Once you’ve got the Service set up there’s a URL you can test it from, listed near the top of the dashboard (mine ended in run.app). But you can do better; with a Custom Domain Mapping you can set it to run on any domain or subdomain you own. If you click on the information button next to the URL, and click on Manage Domains. Then you can “Add Mapping”.

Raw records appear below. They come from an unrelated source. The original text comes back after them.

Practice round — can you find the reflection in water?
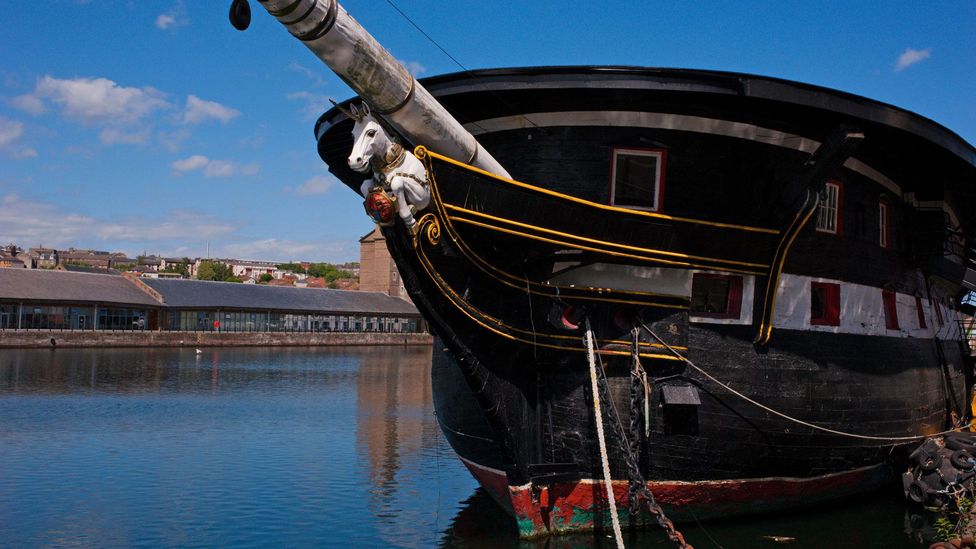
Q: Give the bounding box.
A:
[0,347,932,549]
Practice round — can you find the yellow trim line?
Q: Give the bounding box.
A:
[417,215,681,360]
[444,202,769,269]
[414,146,780,234]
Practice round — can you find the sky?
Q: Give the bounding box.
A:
[0,0,976,262]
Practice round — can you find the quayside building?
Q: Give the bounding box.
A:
[0,269,425,333]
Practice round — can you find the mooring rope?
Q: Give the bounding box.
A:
[640,322,973,442]
[586,318,624,549]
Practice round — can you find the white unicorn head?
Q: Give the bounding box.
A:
[348,102,393,173]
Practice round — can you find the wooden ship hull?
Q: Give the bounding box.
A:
[316,67,976,536]
[231,0,976,543]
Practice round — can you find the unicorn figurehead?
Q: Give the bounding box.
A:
[333,101,430,229]
[346,102,393,173]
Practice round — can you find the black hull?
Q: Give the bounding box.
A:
[319,66,976,535]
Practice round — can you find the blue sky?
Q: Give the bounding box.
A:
[0,0,976,262]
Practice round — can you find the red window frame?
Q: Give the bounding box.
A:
[810,282,840,326]
[929,298,945,326]
[814,179,844,236]
[607,147,668,212]
[878,200,891,250]
[881,290,900,330]
[691,273,742,319]
[915,296,928,330]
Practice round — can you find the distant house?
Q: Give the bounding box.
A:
[57,248,136,269]
[27,248,59,269]
[0,269,424,332]
[136,255,163,273]
[359,227,410,301]
[268,275,298,286]
[0,244,27,269]
[54,264,122,276]
[221,259,278,278]
[0,255,26,269]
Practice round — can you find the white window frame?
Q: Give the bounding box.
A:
[610,147,667,212]
[817,181,841,234]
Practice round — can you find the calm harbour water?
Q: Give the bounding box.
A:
[0,347,927,549]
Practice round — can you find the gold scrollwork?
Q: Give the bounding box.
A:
[414,213,441,247]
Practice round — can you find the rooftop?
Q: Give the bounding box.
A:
[142,278,417,314]
[0,269,159,306]
[0,269,418,315]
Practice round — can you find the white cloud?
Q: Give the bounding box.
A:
[183,95,241,124]
[219,238,348,261]
[29,75,171,126]
[895,48,932,71]
[156,13,176,30]
[287,91,331,120]
[169,154,210,172]
[295,175,335,196]
[98,128,149,145]
[169,154,261,177]
[0,194,236,246]
[0,116,24,147]
[156,2,190,30]
[10,94,47,116]
[397,59,427,77]
[203,160,235,177]
[156,128,190,153]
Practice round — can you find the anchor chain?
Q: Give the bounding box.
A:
[596,330,694,549]
[627,328,647,525]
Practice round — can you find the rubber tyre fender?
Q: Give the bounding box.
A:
[918,452,942,471]
[944,433,976,454]
[949,449,976,471]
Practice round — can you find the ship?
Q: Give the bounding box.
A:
[232,0,976,543]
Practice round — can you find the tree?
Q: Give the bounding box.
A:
[308,263,352,283]
[197,261,240,282]
[278,263,305,274]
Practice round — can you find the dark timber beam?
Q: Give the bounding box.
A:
[753,126,864,346]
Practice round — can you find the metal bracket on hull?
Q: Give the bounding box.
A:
[753,126,864,346]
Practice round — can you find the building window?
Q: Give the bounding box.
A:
[817,181,843,234]
[878,202,891,249]
[610,149,667,211]
[881,290,898,330]
[691,273,742,318]
[810,282,840,326]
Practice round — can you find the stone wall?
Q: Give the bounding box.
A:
[0,330,433,348]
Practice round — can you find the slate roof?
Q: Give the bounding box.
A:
[142,278,419,315]
[0,269,159,307]
[0,269,419,316]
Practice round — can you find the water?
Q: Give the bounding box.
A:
[0,347,927,549]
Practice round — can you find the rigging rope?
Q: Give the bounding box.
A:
[586,318,624,549]
[640,322,973,442]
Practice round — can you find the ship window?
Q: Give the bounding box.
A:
[817,181,843,234]
[691,273,742,318]
[610,149,667,211]
[878,202,891,249]
[881,290,898,330]
[915,297,928,330]
[810,282,840,326]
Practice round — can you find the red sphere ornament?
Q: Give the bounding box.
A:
[363,189,396,227]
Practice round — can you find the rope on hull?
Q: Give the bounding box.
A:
[586,318,624,549]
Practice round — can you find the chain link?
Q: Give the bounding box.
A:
[597,334,694,549]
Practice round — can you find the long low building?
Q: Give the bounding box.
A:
[0,269,424,333]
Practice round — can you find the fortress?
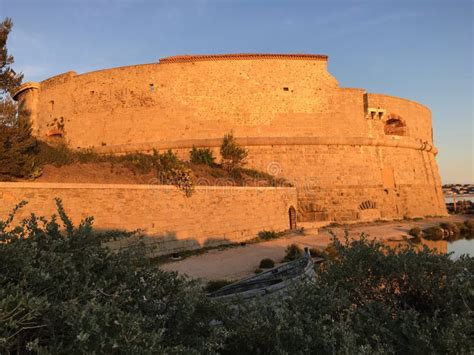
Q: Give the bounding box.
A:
[0,54,446,253]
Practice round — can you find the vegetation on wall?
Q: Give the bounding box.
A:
[220,132,248,171]
[0,201,474,354]
[189,146,216,167]
[0,17,23,126]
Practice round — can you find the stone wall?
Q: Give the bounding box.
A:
[12,54,446,221]
[0,183,297,254]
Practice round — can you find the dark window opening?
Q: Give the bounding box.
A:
[384,118,406,136]
[288,206,296,230]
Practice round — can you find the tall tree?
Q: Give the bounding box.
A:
[0,17,23,125]
[0,18,37,181]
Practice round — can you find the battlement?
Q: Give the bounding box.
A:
[11,53,445,222]
[160,53,328,64]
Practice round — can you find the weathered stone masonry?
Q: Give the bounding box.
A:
[0,182,297,254]
[11,54,446,231]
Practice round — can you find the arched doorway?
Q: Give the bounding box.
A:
[288,206,296,229]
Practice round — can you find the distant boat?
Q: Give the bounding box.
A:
[208,251,324,299]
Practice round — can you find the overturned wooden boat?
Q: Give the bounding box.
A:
[208,252,324,299]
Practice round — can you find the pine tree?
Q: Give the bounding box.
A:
[0,18,37,181]
[0,17,23,125]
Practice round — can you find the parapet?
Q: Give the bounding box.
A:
[12,81,40,100]
[160,53,328,64]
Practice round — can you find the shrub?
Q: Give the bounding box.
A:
[309,248,327,258]
[259,258,275,269]
[189,146,216,167]
[0,120,38,181]
[464,219,474,235]
[153,149,194,197]
[324,244,338,259]
[221,239,474,354]
[220,132,248,171]
[0,201,223,354]
[283,244,303,261]
[204,280,233,293]
[423,226,444,240]
[408,227,422,237]
[0,201,474,354]
[258,230,279,240]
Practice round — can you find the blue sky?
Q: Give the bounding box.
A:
[0,0,474,183]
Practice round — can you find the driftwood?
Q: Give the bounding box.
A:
[208,253,324,299]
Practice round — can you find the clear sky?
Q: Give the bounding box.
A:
[0,0,474,183]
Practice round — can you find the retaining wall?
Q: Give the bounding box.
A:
[0,183,297,254]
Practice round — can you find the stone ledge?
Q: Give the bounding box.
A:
[0,182,296,192]
[92,136,438,155]
[160,53,328,64]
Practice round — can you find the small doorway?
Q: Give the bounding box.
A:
[288,206,296,230]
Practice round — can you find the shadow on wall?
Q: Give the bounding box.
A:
[104,229,244,257]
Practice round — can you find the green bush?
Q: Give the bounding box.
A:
[309,248,327,258]
[408,227,422,237]
[220,132,248,171]
[221,239,474,354]
[189,146,216,167]
[0,202,474,354]
[153,149,194,196]
[0,201,222,354]
[464,219,474,235]
[283,244,303,261]
[259,258,275,269]
[439,222,459,235]
[423,226,444,240]
[258,230,279,240]
[0,121,39,181]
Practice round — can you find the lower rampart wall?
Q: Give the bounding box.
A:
[0,183,297,255]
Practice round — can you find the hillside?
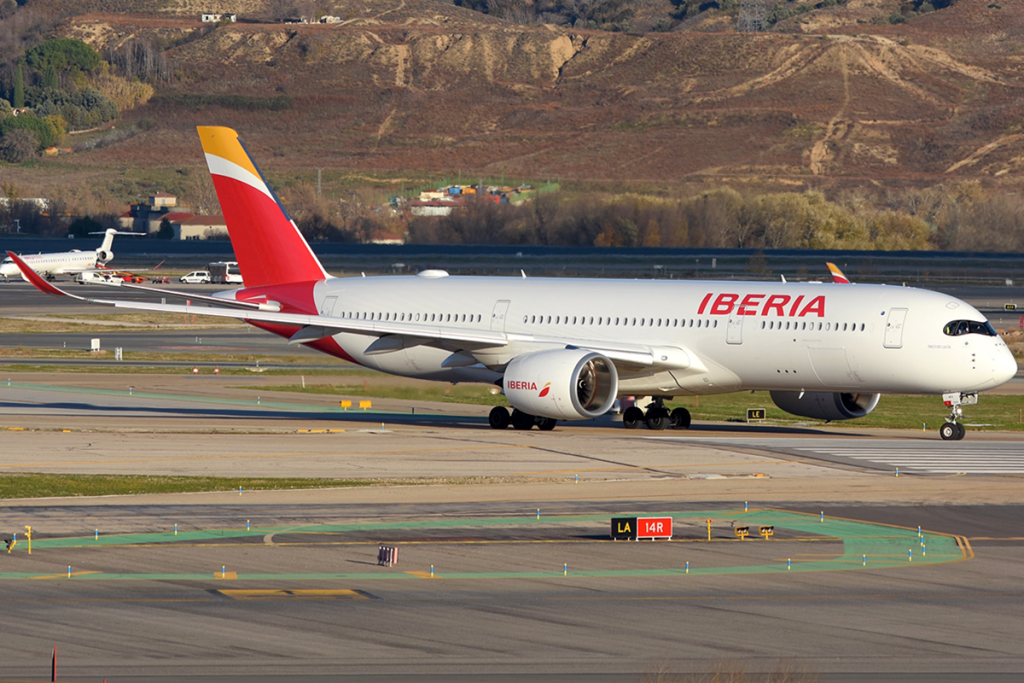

You may have to verify your domains in Webmasters Central; in my case it was a matter of setting a TXT DNS record and waiting patiently for it to update. Once that’s done you can finish adding the mapping and complete adding the list of DNS records they tell you to update. It takes some time for these changes to propagate, so I left my old server running for a couple of days. The best thing is it even comes with SSL.

Handling issues

I quickly hit an error where the cloud instance ran out of memory. The issue was pretty prominent in the Google Cloud Console, and the logs were very clear.

Cloud Run Out of Memory Error

All I had to do was increase the memory available to the instances, because the model takes up a large amound of memory.

Summary

Google Cloud Run seems to be a really nice way to run hobby Machine Learning APIs and stateless websites requiring compute (and of course state could be managed through an external data store like Google Firebase or an SQL Database). Configuration is manageable, for low usage it’s crazy cheap and it just works even handling mapping to your own (sub)domains. The only downside is managing the risk of costs blowing out if something goes wrong, but with a bit of configuration it seems manageable.